CRE Analyst Jan 15, 2024 10:00:00 AM

Why Isn’t Blackstone Buying Office? Jonathan Gray’s Next Move in CRE

So no one told you owning's gonna be this way...

In the 1990s/2000s sitcom 'Friends', Rachel and Monica paid $200 a month for a two-bedroom apartment in NYC's Greenwich Village. $200 was extremely low, even for a "rent controlled" unit in NYC. 

...but the consequences of NYC's unique rent regs may be coming to a head, which could hurt lenders, owners, and tenants.

---- NYC Rent Regulations ----

"Rent control" is an arcane series of regulations that keep rents for old NYC apartments anchored to prior generations. There are very few controlled units left in NYC. 

However, many NYC rents remain regulated through NYC's rent stabilization program, which caps rent increases at relatively low levels. Maverick Real Estate Partners reports that about half of the apartments in NYC's five boroughs (totaling about 1 million units) are controlled or stabilized. 

---- Challenges ----

Since rent regulations only exist in 4-5 U.S. cities, there's a general lack of awareness of the rent schemes, their effects, and pending rumblings from debt and equity in this space. 

Several challenges seem to be emerging...

1. Regulation uncertainty/volatility: Owners and lenders are at the behest of politicians and regulators, who are highly responsive to popular opinion. See the example below of how this has been a problem in NYC.

2. Skewed valuations: CFs and cap rates are difficult to predict given the uniqueness of the asset class. 

3. Specialized lenders: The multifamily debt markets are the most liquid within commercial real estate, but regulated housing is an exception. Since lenders are more concerned with downside, they often avoid the space, which leads to exposure issues when a few firms rise to dominate the space (e.g., Signature Bank).

4. Specialized buyers/owners: Owners must similarly specialize, which requires additional return premiums, pushing down liquidity and values. 

5. Limited and dated supply: Given the extreme complexities, investors are more likely to invest in non-regulated housing product.

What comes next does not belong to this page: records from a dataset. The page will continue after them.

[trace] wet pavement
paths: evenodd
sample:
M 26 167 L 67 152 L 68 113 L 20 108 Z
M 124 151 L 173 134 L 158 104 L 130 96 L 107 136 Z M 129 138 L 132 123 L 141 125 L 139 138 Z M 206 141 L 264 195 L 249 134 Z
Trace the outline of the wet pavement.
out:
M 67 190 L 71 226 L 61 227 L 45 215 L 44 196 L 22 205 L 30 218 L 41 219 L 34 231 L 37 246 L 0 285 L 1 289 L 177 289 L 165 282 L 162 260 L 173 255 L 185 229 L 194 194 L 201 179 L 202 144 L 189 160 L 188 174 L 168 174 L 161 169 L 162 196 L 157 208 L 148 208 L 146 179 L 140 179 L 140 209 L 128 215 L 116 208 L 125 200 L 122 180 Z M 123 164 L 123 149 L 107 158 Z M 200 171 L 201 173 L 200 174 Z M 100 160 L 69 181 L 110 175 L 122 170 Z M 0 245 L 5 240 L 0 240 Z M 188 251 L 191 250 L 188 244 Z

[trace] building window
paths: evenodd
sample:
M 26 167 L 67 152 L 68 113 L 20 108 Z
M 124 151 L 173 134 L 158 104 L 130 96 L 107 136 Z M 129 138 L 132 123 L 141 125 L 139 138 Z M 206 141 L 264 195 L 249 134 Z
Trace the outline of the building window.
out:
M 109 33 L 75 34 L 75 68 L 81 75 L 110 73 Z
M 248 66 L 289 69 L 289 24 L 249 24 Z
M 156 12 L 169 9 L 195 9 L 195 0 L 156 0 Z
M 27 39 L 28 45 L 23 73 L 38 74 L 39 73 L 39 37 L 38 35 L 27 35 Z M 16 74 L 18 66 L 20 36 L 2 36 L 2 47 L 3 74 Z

---- Housing market dominos? ----

NYC passed "The Housing Stability and Tenant Protection Act" in 2019, which (among other things) (i) prevents rent increases or deregulation upon vacancy, (ii) eliminates deregulation once rents or incomes hit certain thresholds, and (iii) caps rent increases enacted to recover building improvements. 

Regulated property values in Manhattan down nearly 40% since the legislation was passed. And the largest lender in the space, Signature Bank, went away when the banking market imploded last year.

What's next for NYC's regulated housing market? 

Canary in the coal mine or a nothing burger?